The transition towards electric vehicles is inevitable. And like any disrupting technology, the effects on the industry and job market at large could create unwanted shock waves if this transition isn’t managed properly. Case in point, a new report released this week by the Economic Policy Institute found the U.S. auto industry could stand to lose about 75,000 jobs by 2030 due to things such as more overseas parts manufacturing and less domestic assembly.
The year 2030 has been eyed by President Biden as the time by which at least 50% of all new vehicles sold in the United States would be electric.
In a recent Pew Research Center survey, 7% of U.S. adults said they currently have an electric or hybrid vehicle, and 39% said they were very or somewhat likely to seriously consider buying an electric vehicle. But the U.S. represents only about 17% of the world’s total stock of 10.2 million electric vehicles, while China has 44% (more than 4.5 million) and the nearly 3.2 million in Europe account for about 31%. The high cost of acquisition and lack of cheap car insurance (electric vehicles cost approximately $442 more to insure than gas-powered ones) are still keeping undecided buyers on the sidelines.
In order to accelerate this transition, Democrats have circulated a plan in Congress that seeks to up the current $7,500 tax credit for the purchase of a new electric vehicle (EV) to as high as $12,500.
While these consumer subsidies are welcomed, economists argue that the government needs to also incentivize manufacturers in order to prevent jobs lost down the supply chain. Under the current plan discussed in Congress, EV buyers could be awarded an extra $4,500 credit for vehicles assembled at unionized factories in the U.S., as well as $500 if the vehicle’s battery was made domestically. These are good subsidies, however, they may still be not enough.
According to the Economic Policy Institute, about 50% of all EVs currently sold in the U.S. are made domestically. Less than half of the parts in the powertrains for U.S.-made electric vehicles are produced domestically, whereas three-quarters of the powertrain parts for U.S.-made gasoline vehicles are produced domestically.
If the market share of domestic manufacturers were to drop to 40% and powertrain manufacturing stayed the same, the industry could stand to lose 200,000 jobs. If it were to rise to 60%, the industry could gain 100,000 additional jobs by 2030.
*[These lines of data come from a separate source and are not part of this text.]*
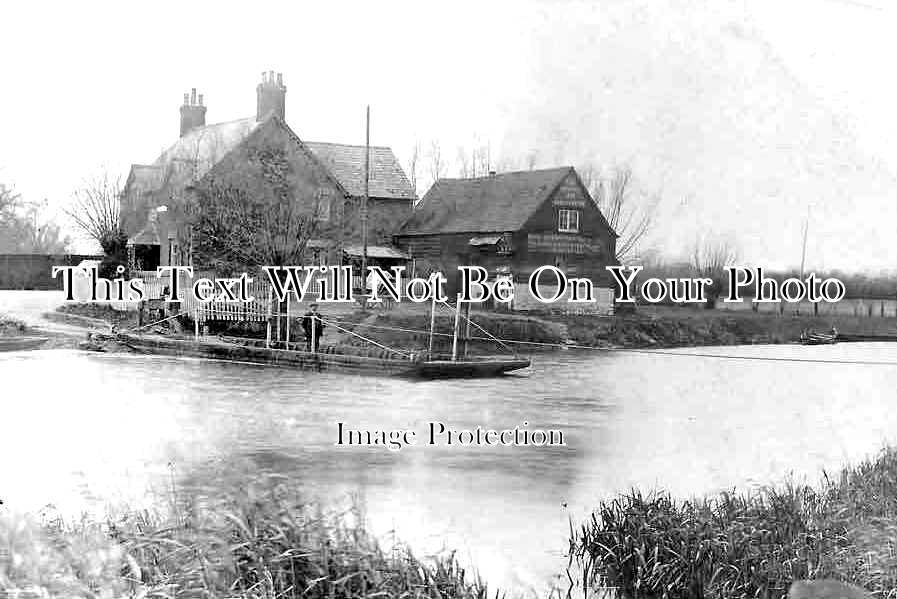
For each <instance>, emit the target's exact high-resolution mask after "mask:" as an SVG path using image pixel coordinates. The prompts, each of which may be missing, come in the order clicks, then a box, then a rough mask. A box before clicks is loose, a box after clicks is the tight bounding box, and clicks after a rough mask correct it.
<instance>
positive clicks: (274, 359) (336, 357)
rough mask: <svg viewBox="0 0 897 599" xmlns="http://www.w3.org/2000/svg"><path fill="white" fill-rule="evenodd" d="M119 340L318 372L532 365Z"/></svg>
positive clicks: (177, 338)
mask: <svg viewBox="0 0 897 599" xmlns="http://www.w3.org/2000/svg"><path fill="white" fill-rule="evenodd" d="M116 340H117V341H118V343H121V344H123V345H125V346H126V347H128V348H129V349H131V350H134V351H138V352H141V353H150V354H162V355H171V356H186V357H194V358H207V359H216V360H227V361H231V362H250V363H254V364H270V365H275V366H287V367H291V368H299V369H302V370H312V371H318V372H324V371H340V372H358V373H362V374H376V375H380V376H407V377H418V378H447V377H488V376H498V375H501V374H504V373H506V372H511V371H513V370H519V369H521V368H526V367H528V366H529V365H530V361H529V360H525V359H513V360H500V359H484V360H481V361H479V360H476V361H475V360H469V361H458V362H450V361H442V360H435V361H412V360H410V359H398V358H378V357H370V356H358V355H349V354H340V353H332V352H307V351H303V350H292V349H290V350H287V349H273V348H268V347H259V346H256V345H252V344H240V343H233V342H228V341H221V340H201V341H196V340H192V339H178V338H173V337H165V336H162V335H129V334H119V335H118V336H117V338H116Z"/></svg>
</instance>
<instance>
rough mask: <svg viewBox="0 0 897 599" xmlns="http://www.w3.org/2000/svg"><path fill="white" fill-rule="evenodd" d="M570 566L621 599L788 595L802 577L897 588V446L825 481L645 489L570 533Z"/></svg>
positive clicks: (598, 513) (607, 510)
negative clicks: (613, 587)
mask: <svg viewBox="0 0 897 599" xmlns="http://www.w3.org/2000/svg"><path fill="white" fill-rule="evenodd" d="M570 560H571V568H570V570H571V571H576V572H579V574H578V576H581V578H580V580H581V581H582V582H581V584H582V585H583V586H584V587H585V588H586V589H592V590H595V589H598V588H600V587H602V586H610V587H617V588H618V589H620V592H621V595H620V596H621V597H623V598H630V599H635V598H639V599H649V598H650V599H653V598H663V597H676V598H682V599H698V598H704V597H707V598H710V597H714V598H716V597H718V598H721V599H722V598H725V599H742V598H744V599H746V598H748V597H752V598H753V597H757V598H776V599H779V598H781V597H784V596H785V595H786V594H787V592H788V587H789V585H790V584H791V582H792V581H794V580H797V579H815V578H835V579H839V580H842V581H845V582H851V583H854V584H857V585H859V586H862V587H865V588H866V589H869V590H870V591H872V592H873V593H875V596H878V597H893V596H895V594H897V449H888V450H885V451H883V452H882V453H881V454H880V455H879V456H878V457H876V458H875V459H873V460H868V461H865V462H862V463H861V464H859V465H858V466H855V467H849V468H845V469H844V470H843V471H842V472H841V473H840V475H839V476H837V477H836V478H828V477H826V478H825V481H824V482H823V483H822V485H821V486H819V487H817V488H814V487H811V486H806V485H803V486H801V485H793V484H790V485H786V486H783V487H780V488H770V489H767V490H765V491H762V492H759V493H756V494H752V495H735V494H722V495H719V496H717V497H712V498H704V499H699V500H693V501H684V502H679V501H675V500H672V499H671V498H670V497H669V496H668V495H667V494H665V493H662V492H659V493H652V494H643V493H641V492H639V491H637V490H634V491H631V492H630V493H627V494H623V495H620V496H619V497H617V498H615V499H612V500H609V501H604V502H601V504H600V505H599V507H598V509H597V510H595V512H594V513H593V514H592V517H591V519H590V520H589V521H587V522H586V523H585V524H583V525H582V526H581V527H580V528H579V529H578V530H574V531H572V532H571V540H570Z"/></svg>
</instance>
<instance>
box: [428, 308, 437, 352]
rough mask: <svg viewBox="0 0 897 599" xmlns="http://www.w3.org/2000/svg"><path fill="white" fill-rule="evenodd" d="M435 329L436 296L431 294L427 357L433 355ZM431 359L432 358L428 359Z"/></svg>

These risks are due to fundamental differences between gasoline and electric car manufacturing. EVs require about 30% less labor to manufacture than gasoline-powered ones since they have much fewer moving parts.
Compare these numbers to China’s, the world’s largest EV market. In China, virtually all EVs sold in the country (98%) are assembled domestically. Nearly 100% of the value of a battery pack, by far the most expensive part for an electric vehicle, stays in China. In contrast, half of the value of the battery for EVs sold in the U.S. stays in foreign countries like South Korea, Japan, and China, which have a more robust battery manufacturing chain.
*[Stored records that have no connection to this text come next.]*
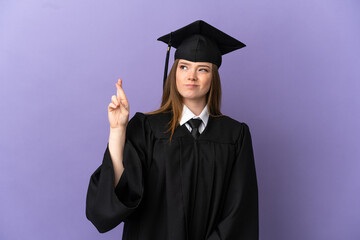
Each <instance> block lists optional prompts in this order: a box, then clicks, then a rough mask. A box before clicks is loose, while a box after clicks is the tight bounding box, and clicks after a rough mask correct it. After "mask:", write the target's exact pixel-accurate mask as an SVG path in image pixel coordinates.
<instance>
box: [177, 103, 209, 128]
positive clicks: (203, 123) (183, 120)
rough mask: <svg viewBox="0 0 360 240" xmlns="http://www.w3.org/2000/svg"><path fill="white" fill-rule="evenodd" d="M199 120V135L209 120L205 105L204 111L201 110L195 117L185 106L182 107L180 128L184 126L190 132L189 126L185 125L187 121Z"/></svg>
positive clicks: (206, 105)
mask: <svg viewBox="0 0 360 240" xmlns="http://www.w3.org/2000/svg"><path fill="white" fill-rule="evenodd" d="M192 118H194V119H200V120H201V124H200V126H199V133H202V132H203V131H204V130H205V127H206V125H207V122H208V120H209V110H208V108H207V105H206V106H205V107H204V109H203V110H202V112H201V113H200V115H199V116H196V115H195V114H194V113H193V112H192V111H191V110H190V109H189V108H188V107H187V106H186V105H185V104H184V107H183V112H182V115H181V119H180V126H182V125H184V124H185V126H186V128H187V129H188V130H189V131H190V132H191V130H192V129H191V127H190V125H189V124H188V123H187V121H189V120H190V119H192Z"/></svg>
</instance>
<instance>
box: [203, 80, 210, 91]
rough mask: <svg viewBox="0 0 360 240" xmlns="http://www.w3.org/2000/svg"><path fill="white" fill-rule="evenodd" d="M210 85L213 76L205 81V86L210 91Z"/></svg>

Unlike the U.S., China has offered a lot of subsidies to manufacturers. So much so that it found itself with too many EV manufacturers, many of which have gone bankrupt due to stiff competition. Industry and Information Technology Minister Xiao Yaqing said that the government is now encouraging the consolidation of the market through mergers.
It’s not all bad news, though. Ford and General Motors have both announced they will be ramping up domestic battery production in order to minimize supply disruptions.
“U.S. automotive workers have had their economic opportunities and job quality battered for decades by harmful policy decisions. The massive coming shifts in automotive sales toward EVs present new challenges and opportunities for these workers. If policymakers ignore the opportunity to build the sector back stronger, large job losses and further degradation of job quality is the most likely outcome. If instead policymakers help meet this coming transformation with strong investment targeted at boosting the U.S. position in the electric vehicle market and in advanced vehicle technology manufacturing, and if these investments are accompanied by measures aimed at strengthening bargaining power for workers, then employment will expand in the U.S. auto sector and the number of unionized jobs will grow. With a smart policy push, the long downward slide in job quality will reverse at the same time that the U.S. leads in building the vehicles of the future and combating climate change,” the authors of the new report concluded.